# Soil substrate:to keep or remove the wood chip/floating bits?



## shaonrahman (Jan 10, 2019)

For the soil tank, I watched youtuber the water box's channel. There, I saw that he sifted the soil through a strainer to block out any large chunks. I saw the same thing by Mike from Aquapros. I think it makes sense to remove all the bigger chunks and whatever floats later on.

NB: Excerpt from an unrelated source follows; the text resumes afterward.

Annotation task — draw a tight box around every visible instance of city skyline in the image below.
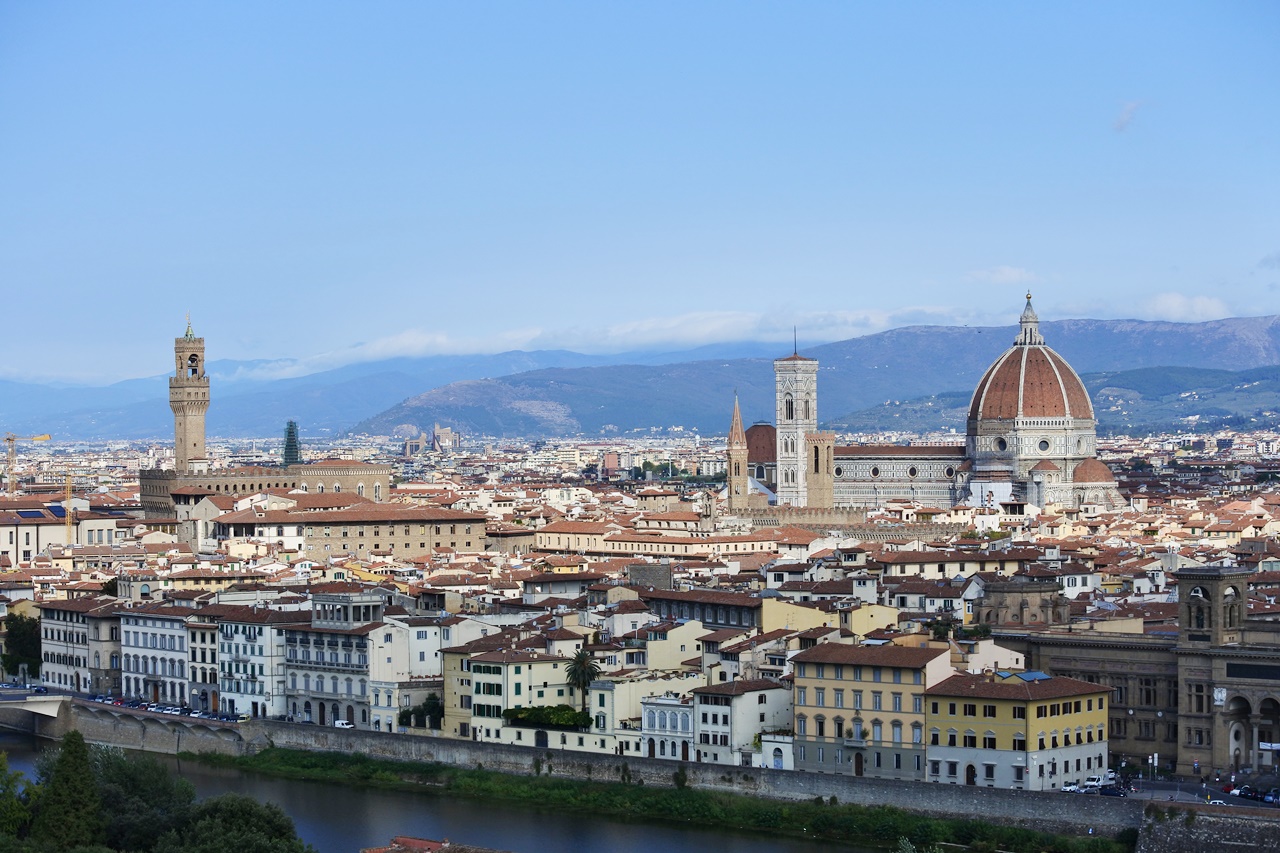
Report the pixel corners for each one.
[0,4,1280,382]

Its more pleasing anyway.


----------



## xjasminex (Jul 26, 2011)

AquaAurora said:


> I've been reading a bit before trying another soil tank (been a few years), and get a few different points of view with soil..
> 
> Some people say to remove the wood chips and any floating bits (soak/rinse before use), others keep it in.
> I was under the impression that the wood chips and 'dreaded' floating bits are part of what break down to generate CO2 over time so removing them reduce your potential CO2?
> ...




If I can remember correctly this may have been a point in walstads method, I’ll go back and look through the book and see what she wrote. 

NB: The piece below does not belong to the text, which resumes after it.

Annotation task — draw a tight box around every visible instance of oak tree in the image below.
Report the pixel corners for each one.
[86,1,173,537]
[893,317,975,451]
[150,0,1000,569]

Sent from my iPhone using Tapatalk


----------



## shaonrahman (Jan 10, 2019)

Why would you want the things that wont do anything for you? At least, thats how I look at it when I set up my dirted tank. These wood chip, and other stuff, they will float eventually, and you will find yourself constantly skimming the top water to remove all those stuff as it is not doing any good, but making my tank look not that good. If you sift them out first, you will have two benefits. One, not much time spending afterwards to remove them. Two, you have more room for more dirt.


----------



## xjasminex (Jul 26, 2011)

Yes, found on page 137...
“The decomposition of soil organic matter releases CO2 which plants may badly need in a new tank”

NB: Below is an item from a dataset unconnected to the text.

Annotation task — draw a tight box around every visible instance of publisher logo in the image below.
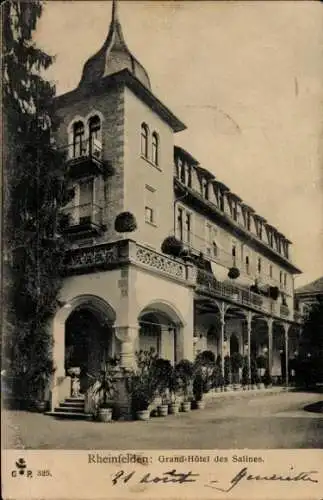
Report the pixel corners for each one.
[11,458,33,478]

Reference from page 139 also states...” also decomposition of the soils organic matter adds CO2 to the water which greatly benefits plants in aquariums without CO2 injection”

So I believe that keeping the wood chips and such may be a benefit to the tank rather than a hindrance. Larger pieces may offer more co2 over a longer period of time. She also states that care needs to be taken to reduce co2 off gassing via water movement or air stones.



shaonrahman said:


> Why would you want the things that wont do anything for you? At least, thats how I look at it when I set up my dirted tank. These wood chip, and other stuff, they will float eventually, and you will find yourself constantly skimming the top water to remove all those stuff as it is not doing any good, but making my tank look not that good. If you sift them out first, you will have two benefits. One, not much time spending afterwards to remove them. Two, you have more room for more dirt.




I have tanks that I have not removed the wood pieces, if there was a significantly large piece I would remove it but other wise I left them. I have had no problems with wood rising up and out of the substrate. Maybe if your gravel or sand top layer was not thick enough this could happen though. Also I am not one to uproot plants once planted, unless I am forced too. 


Sent from my iPhone using Tapatalk


----------